Ronan Breslin at the Royal College of Art: The Art of Song and The Tenementals

Ronan Breslin, Programme Leader for MDes Sound for the Moving Image, recently participated in a panel at the Royal College of Art (RCA), London, for a one-day symposium titled The Art of Song. Alongside colleagues from The University of Glasgow, Ronan discussed the ethos, philosophy, and impact of The Tenementals—an intergenerational group of academics, musicians, and artists who have recorded an album of songs relating a transmedia radical history of their native Glasgow.

Song as a Mode of Inquiry

Co-convened by Adam Jovanović Kaasa, Emily Candela, and Elaine Tierney, the RCA symposium explored song as a form, structure, and mode of inquiry within contemporary art and research. While academic sound practices often foreground abstraction, experimentation, and sonic materiality, The Art of Song focused on how the medium operates differently. By centering on voice, language, and repetition, the symposium asked what song does—how it communicates, carries narrative and memory, and produces relations between people, histories, and publics.

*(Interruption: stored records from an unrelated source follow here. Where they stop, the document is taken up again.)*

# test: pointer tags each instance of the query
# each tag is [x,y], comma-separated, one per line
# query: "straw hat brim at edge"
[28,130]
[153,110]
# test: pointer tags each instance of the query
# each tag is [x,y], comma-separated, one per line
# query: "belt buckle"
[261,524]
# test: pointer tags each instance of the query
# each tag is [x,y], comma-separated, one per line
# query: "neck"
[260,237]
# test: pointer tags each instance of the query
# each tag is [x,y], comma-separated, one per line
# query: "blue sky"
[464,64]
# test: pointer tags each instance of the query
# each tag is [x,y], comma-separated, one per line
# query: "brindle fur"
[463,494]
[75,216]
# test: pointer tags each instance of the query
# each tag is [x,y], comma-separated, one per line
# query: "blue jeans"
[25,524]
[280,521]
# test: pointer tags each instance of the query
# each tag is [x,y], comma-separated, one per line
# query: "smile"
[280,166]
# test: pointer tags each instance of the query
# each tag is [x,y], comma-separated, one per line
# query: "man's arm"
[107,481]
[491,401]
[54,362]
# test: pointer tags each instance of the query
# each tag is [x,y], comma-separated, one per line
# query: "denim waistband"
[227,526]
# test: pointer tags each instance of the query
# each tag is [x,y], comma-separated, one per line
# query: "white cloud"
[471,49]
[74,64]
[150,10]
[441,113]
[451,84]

Making History with The Tenementals

During their panel presentation, titled ‘21 Theses on The Tenementals #5’, the group provided an in-process account of their expansive work.

Operating within an ‘indisciplinary’ framework, The Tenementals draw from Politics, History, Popular Music Studies, Critical Theory, Feminist Studies, and Film Studies. Their primary intervention lies at the intersection of Music and History, exploring the extent to which song-making can be regarded as an expanded notion of historical record. Their central research question asks: “What would History look, sound, and feel like if it were created by a rock band?”

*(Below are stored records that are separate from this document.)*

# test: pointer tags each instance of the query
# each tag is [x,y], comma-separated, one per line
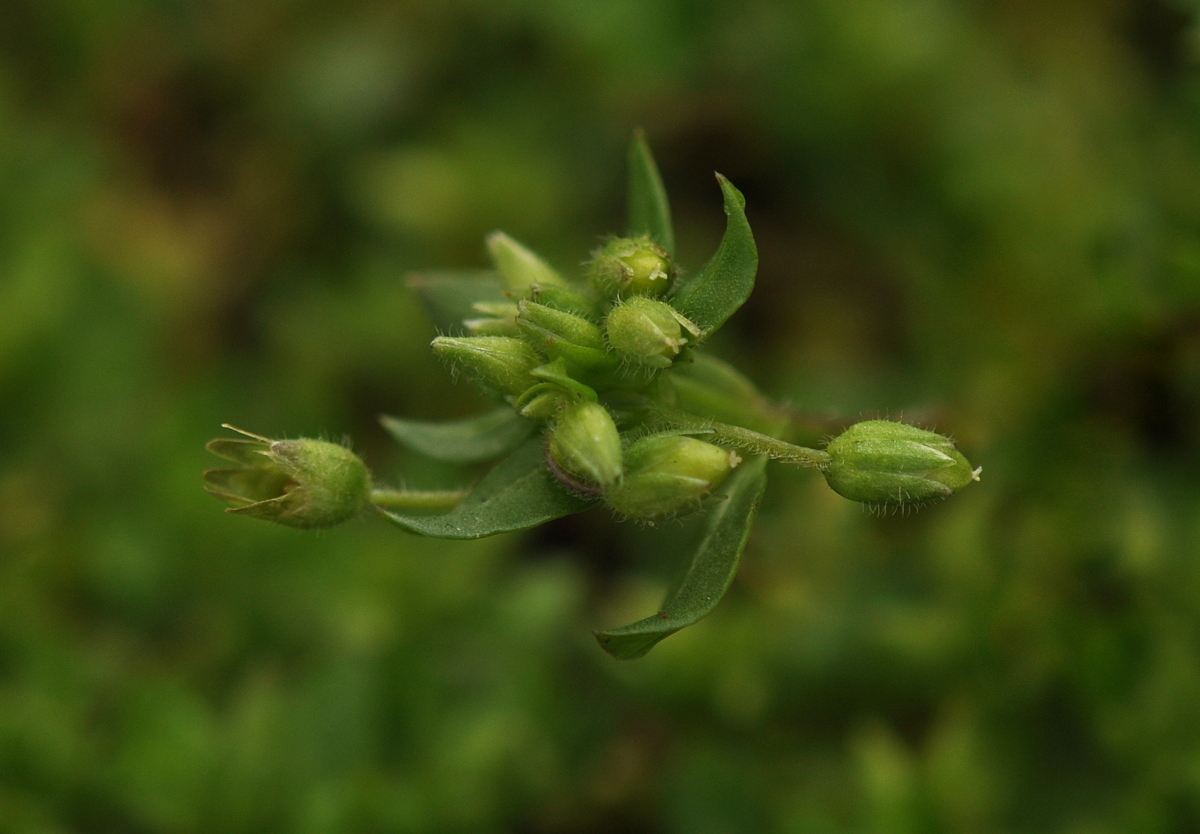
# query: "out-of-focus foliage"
[982,216]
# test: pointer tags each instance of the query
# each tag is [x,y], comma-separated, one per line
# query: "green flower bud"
[887,463]
[501,364]
[585,448]
[304,483]
[567,336]
[629,267]
[499,319]
[666,474]
[568,299]
[647,331]
[519,267]
[546,327]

The resulting transmedia history spans songs, music videos, podcasts, academic essays, installation art, and band ephemera. The project actively refuses the established binary between the critical and the creative, ensuring no single form of output is prioritized over another.

Wild Research and Radical Pleasure

Described as a "Wild Research" project, The Tenementals maintain one foot in the university sector and the other in Glasgow’s vibrant music scene. Moving to its own beat, the project runs on the logics of a rock band rather than metricized institutional frameworks, seeking to carve out spaces of pleasure in alienated environments as a radical act.

Strongly aligned with the labour movement, the band has performed at numerous progressive and political events, including May Day rallies and Palestine fundraisers, and has worked alongside figures such as former RMT leader Mick Lynch and actor Maxine Peake.

The Tenementals' debut album has garnered significant critical and popular acclaim, including multiple scholarly reviews. Furthermore, the band has achieved major international academic recognition; their cover of the classic German protest song ‘Die Moorsoldaten’ was placed in the archives of the concentration camp where it was first performed, and another of their tracks is currently housed in the Virtual Museum of the Spanish Civil War.